Anemone crabs are another option you can try with saltwater fish. And why not add waders and starfish that are perfect for beginners with a couple of months experience? They vary in size, shape and color and many are poisonous so be aware! Sea urchins and starfish eat detritus and algae along with small bits of food which means they can help keep your tank clean and your saltwater fish healthy.
Anemones are not very suitable for beginners.

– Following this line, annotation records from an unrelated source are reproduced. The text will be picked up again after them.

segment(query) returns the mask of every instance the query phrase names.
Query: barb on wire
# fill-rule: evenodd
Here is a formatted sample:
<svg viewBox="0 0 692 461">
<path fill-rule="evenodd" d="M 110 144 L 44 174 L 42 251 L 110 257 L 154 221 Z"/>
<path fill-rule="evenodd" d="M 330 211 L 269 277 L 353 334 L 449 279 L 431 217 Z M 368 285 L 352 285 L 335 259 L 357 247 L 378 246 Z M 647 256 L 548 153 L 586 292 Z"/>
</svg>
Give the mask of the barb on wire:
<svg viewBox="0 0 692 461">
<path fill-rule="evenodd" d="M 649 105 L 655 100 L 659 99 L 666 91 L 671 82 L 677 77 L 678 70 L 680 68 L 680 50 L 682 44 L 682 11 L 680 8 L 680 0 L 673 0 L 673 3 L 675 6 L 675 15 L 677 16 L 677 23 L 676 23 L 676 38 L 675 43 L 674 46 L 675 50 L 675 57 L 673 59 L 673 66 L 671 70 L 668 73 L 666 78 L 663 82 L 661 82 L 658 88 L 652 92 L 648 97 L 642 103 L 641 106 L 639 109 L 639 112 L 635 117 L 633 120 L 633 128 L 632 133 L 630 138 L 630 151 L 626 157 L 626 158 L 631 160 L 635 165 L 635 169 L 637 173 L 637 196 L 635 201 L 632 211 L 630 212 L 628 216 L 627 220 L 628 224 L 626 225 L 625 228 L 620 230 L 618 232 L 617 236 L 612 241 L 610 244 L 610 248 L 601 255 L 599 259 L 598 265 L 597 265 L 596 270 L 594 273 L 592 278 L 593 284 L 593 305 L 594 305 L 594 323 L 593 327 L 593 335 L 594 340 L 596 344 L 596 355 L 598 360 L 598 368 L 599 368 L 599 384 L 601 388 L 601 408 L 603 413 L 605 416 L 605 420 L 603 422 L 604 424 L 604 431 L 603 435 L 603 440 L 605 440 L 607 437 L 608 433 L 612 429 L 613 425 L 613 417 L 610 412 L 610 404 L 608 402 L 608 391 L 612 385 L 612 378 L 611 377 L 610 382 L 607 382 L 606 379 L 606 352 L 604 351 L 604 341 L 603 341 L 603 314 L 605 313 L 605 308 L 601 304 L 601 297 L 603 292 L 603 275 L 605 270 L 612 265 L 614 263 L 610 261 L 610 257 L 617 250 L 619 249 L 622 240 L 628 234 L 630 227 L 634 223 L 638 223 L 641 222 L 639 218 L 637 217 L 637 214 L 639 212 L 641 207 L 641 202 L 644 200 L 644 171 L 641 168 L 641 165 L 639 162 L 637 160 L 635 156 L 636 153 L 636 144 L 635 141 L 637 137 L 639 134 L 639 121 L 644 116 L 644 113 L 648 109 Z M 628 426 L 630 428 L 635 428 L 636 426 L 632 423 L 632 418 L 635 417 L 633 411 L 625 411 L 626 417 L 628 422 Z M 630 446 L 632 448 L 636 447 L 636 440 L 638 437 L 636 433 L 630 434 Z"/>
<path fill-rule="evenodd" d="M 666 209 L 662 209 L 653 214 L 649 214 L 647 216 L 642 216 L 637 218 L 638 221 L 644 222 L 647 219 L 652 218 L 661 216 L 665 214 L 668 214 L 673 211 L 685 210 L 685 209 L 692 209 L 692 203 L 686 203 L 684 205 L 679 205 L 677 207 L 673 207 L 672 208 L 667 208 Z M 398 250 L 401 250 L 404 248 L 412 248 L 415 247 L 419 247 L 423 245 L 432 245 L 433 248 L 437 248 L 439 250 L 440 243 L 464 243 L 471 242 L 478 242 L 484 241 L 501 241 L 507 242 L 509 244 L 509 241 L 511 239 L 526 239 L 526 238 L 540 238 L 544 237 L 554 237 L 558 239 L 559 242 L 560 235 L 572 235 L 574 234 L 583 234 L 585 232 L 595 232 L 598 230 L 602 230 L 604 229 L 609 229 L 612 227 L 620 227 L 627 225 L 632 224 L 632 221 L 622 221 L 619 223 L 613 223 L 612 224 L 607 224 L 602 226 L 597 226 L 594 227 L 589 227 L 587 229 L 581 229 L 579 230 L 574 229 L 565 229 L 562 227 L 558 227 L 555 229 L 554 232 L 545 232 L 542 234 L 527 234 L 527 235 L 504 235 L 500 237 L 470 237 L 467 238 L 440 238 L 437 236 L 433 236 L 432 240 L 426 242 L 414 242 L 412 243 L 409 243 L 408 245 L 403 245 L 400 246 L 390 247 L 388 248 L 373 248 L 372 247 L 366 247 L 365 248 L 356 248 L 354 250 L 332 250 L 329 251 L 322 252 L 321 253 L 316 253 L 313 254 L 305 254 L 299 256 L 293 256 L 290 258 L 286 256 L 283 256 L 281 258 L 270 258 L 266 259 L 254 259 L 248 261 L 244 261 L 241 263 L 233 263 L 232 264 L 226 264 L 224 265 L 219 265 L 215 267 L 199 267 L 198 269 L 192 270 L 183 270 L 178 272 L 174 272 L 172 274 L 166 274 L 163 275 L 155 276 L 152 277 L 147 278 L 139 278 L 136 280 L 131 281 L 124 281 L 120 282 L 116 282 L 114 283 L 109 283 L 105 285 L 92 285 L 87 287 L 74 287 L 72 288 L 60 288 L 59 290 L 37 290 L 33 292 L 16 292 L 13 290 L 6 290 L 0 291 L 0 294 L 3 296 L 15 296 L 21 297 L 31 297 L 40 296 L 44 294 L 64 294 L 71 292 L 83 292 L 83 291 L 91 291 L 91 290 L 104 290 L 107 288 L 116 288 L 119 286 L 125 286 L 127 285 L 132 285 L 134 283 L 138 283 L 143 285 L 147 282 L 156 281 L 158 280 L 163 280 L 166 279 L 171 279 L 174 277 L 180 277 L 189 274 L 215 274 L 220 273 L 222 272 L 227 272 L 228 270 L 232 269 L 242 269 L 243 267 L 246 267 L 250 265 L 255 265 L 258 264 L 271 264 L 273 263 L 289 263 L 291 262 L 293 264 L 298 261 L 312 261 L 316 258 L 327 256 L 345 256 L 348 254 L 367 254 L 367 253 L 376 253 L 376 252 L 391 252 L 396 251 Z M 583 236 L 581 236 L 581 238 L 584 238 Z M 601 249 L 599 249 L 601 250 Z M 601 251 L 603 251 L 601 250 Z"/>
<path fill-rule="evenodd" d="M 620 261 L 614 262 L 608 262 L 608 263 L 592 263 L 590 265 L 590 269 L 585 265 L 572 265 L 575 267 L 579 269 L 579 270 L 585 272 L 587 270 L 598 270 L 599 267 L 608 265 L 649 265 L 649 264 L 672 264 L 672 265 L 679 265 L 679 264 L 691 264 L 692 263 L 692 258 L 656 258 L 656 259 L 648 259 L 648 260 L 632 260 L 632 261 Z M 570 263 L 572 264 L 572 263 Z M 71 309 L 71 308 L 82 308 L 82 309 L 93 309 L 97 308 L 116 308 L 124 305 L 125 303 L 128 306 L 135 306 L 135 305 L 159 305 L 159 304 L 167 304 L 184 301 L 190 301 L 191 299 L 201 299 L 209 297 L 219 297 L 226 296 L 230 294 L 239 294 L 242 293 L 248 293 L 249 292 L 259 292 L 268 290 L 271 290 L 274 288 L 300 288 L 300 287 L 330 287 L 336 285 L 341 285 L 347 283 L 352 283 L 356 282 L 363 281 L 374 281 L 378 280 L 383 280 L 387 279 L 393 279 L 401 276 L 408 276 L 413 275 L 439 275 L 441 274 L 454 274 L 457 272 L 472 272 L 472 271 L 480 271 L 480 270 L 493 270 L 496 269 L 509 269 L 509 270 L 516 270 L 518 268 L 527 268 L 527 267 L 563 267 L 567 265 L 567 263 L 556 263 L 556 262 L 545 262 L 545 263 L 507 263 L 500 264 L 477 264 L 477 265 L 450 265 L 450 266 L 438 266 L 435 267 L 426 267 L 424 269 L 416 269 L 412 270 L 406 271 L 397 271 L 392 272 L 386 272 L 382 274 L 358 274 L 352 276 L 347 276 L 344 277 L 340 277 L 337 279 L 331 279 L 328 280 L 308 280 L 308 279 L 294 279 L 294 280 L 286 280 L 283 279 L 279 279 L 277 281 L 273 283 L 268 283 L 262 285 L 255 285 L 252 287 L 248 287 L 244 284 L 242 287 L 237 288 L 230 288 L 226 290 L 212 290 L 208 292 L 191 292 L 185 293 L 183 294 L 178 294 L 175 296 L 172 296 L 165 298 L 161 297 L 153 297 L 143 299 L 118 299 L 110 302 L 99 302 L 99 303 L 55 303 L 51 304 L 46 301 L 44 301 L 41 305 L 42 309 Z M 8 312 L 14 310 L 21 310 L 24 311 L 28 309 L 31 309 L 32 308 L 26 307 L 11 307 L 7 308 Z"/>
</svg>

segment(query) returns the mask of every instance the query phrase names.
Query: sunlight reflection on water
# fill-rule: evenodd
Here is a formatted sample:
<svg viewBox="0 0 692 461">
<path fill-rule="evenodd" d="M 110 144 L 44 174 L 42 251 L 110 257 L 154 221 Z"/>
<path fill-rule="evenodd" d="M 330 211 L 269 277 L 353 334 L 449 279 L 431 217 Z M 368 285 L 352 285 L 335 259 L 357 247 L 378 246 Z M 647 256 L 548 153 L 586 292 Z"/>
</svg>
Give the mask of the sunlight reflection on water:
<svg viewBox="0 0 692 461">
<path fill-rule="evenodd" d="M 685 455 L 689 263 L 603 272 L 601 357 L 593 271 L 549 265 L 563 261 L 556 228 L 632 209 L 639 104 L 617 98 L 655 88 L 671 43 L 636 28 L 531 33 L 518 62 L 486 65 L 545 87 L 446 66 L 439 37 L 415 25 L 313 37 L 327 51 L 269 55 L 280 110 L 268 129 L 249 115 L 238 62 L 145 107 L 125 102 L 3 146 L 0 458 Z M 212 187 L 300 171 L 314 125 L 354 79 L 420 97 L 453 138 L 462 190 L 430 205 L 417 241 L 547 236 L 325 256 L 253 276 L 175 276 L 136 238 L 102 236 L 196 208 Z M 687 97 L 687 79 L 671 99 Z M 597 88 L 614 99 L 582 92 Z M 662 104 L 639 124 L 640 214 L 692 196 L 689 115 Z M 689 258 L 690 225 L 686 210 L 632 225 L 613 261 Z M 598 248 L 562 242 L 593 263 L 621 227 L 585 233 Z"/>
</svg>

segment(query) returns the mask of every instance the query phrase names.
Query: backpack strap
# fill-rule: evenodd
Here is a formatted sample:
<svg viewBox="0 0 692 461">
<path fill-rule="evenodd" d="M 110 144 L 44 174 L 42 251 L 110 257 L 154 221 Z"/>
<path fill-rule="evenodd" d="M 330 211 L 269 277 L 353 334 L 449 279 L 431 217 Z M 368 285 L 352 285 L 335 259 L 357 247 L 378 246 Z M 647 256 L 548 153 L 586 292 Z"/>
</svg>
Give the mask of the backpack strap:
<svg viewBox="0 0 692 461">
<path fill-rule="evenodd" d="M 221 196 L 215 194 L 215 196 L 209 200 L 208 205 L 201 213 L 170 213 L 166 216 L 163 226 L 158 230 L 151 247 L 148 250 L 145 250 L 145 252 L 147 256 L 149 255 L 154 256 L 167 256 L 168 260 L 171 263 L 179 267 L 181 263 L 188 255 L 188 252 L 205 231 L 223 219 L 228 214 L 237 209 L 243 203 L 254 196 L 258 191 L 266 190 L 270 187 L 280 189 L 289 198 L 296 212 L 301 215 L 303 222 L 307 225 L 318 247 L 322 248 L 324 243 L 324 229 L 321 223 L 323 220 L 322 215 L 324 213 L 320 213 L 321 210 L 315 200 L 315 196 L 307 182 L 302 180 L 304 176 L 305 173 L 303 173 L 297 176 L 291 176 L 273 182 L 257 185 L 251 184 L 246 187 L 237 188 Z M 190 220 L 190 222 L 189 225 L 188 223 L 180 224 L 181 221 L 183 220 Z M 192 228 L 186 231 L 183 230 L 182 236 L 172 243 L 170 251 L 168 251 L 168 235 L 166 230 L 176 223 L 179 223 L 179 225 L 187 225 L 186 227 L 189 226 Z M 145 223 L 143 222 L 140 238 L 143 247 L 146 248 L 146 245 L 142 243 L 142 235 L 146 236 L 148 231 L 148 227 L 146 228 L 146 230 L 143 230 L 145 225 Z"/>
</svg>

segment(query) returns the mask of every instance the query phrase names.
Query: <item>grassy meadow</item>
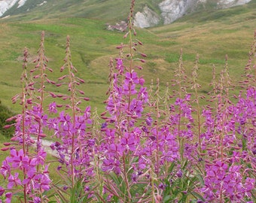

They require special lighting and top quality water conditions so if you can’t foot the billfor the lights stop it or you will live with disappointment. Among the invertebrates you should avoid are tridacna clams, scallops, Octopi, Nudibranchs, or hard or soft coral and sea scallops. Much like the aforementioned saltwater aquarium fish, these invertebrates have specific nutritional and survival needs.
When choosing saltwater aquarium fish, you must be aware that they are slightly more expensive than freshwater species. Because of this you should be very careful with them and try to keep them alive. When fish are caught and transported from the store to your current home they tend to be stressed, especially since most of them were taken from the ocean just days ago. So make sure you can properly care for your new friends before you bring them home!